「みんなやっている」という情報が、人を動かす
例えば、カリフォルニア州立大学サンマルコス校のシュルツらは、カリフォルニア州サンマルコス市の約290世帯を対象に、電気使用量と社会的規範に関する実験を行っています。各家庭に「近隣の平均電気使用量」という情報をフィードバックすると、平均より多く消費していた家庭が使用量を減らす半面、元々平均より消費電力が少なかった優秀な省エネ家庭は「平均より少なくて済んでいるから、自分はもっと使っても大丈夫だ」と判断し、かえって電気使用量が増えてしまったのです。ただ呼びかけるだけでは、こうした「ブーメラン効果」が生じ、うまくバランスが取れなくなってしまうのです。
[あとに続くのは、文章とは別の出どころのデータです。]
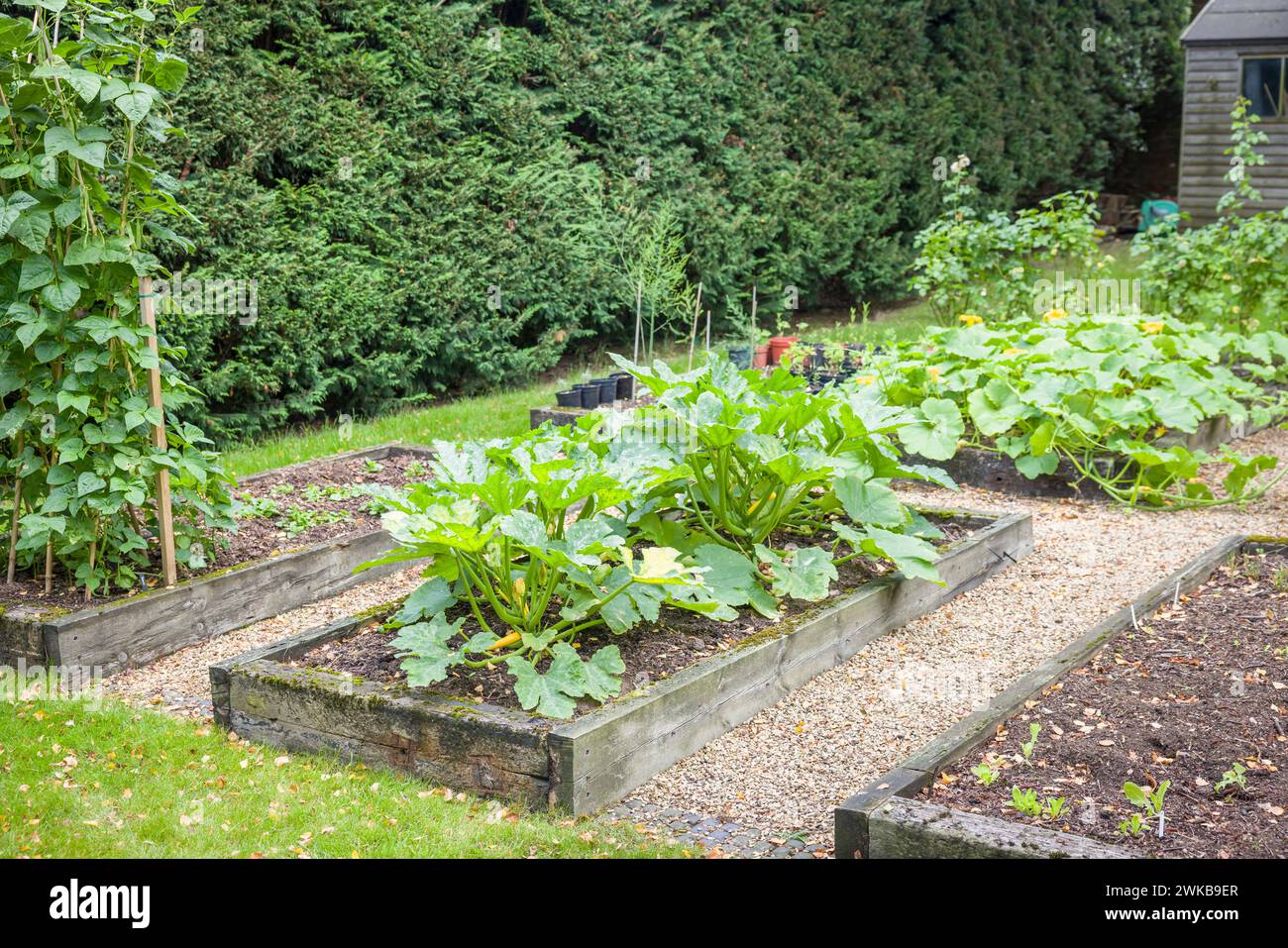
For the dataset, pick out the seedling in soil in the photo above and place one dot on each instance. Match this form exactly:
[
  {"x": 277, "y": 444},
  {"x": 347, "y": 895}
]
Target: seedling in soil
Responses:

その解決策としてシュルツらは、単に使用量データを提示するだけでなく、社会的承認・不承認を表す「絵文字」をドアハンガーに書き添えて配布しました。優秀な省エネ家庭には、「ハッピーフェース」の絵文字を添えて配布したところ、ブーメラン効果をわずか1%に抑えることに成功。平均以上の消費家庭には、不承認を意味する「サッドフェース」を添えて配布したところ、6%の電気使用量の削減を促すことができたそうです。こうした社会的承認・不承認を「命令的規範」と呼ぶのですが、これらをセットにすることで効果的な社会的なルール、望ましい行動を促進できるというわけです。